Nar H., Huber R., Auerbach G., Fischer M., Hosl C., Ritz H., Bracher A., Meining W., Eberhardt S., Bacher A. Active site topology and reaction mechanism of GTP cyclohydrolase I. Proceedings of the National Academy of Sciences of the United States of America. 92(26):12120-5, 1995 Dec 19.
GTP cyclohydrolase I of Escherichia coli is a torus-shaped homodecamer with D5 symmetry and catalyzes a complex ring expansion reaction conducive to the formation of dihydroneopterin triphosphate from GTP. The x-ray structure of a complex of the enzyme with the substrate analog, dGTP, bound at the active site was determined at a resolution of 3 A. In the decamer, 10 equivalent active sites are present, each of which contains a 10-A deep pocket formed by surface areas of 3 adjacent subunits.
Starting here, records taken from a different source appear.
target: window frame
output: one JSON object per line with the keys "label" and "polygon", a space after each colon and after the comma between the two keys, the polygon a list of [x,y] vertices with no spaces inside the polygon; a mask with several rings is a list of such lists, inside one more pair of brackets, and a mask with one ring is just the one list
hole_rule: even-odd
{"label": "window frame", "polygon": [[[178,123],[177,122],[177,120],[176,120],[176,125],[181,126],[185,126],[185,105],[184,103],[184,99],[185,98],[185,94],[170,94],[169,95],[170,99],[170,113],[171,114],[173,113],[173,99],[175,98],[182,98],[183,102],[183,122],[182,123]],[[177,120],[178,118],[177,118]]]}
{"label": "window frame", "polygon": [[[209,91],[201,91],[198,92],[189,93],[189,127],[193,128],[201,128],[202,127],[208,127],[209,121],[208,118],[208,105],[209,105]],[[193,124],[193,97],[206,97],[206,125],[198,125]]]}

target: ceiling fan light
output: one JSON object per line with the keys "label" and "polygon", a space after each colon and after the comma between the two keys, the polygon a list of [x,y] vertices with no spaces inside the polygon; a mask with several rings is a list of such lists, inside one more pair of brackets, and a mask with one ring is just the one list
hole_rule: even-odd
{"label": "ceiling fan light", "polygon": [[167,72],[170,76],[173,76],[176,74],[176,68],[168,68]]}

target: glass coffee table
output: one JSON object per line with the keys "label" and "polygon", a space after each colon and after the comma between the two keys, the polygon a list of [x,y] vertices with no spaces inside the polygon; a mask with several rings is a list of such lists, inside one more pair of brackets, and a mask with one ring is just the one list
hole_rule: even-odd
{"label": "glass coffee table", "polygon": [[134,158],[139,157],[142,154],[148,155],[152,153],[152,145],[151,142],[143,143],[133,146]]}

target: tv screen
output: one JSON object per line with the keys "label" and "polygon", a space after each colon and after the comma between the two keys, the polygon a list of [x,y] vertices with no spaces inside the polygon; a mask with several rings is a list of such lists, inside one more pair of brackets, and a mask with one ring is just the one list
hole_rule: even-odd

The substrate forms a complex hydrogen bond network with the protein. Active site residues were modified by site-directed mutagenesis, and enzyme activities of the mutant proteins were measured. On this basis, a mechanism of the enzyme-catalyzed reaction is proposed. Cleavage of the imidazole ring is initiated by protonation of N7 by His-179 followed by the attack of water at C8 of the purine system. Cystine Cys-110 Cys-181 may be involved in this reaction step. Opening of the imidazole ring may be in concert with cleavage of the furanose ring to generate a Schiff's base from the glycoside. The gamma-phosphate of GTP may be involved in the subsequent Amadori rearrangement of the carbohydrate side chain by activating the hydroxyl group of Ser-135.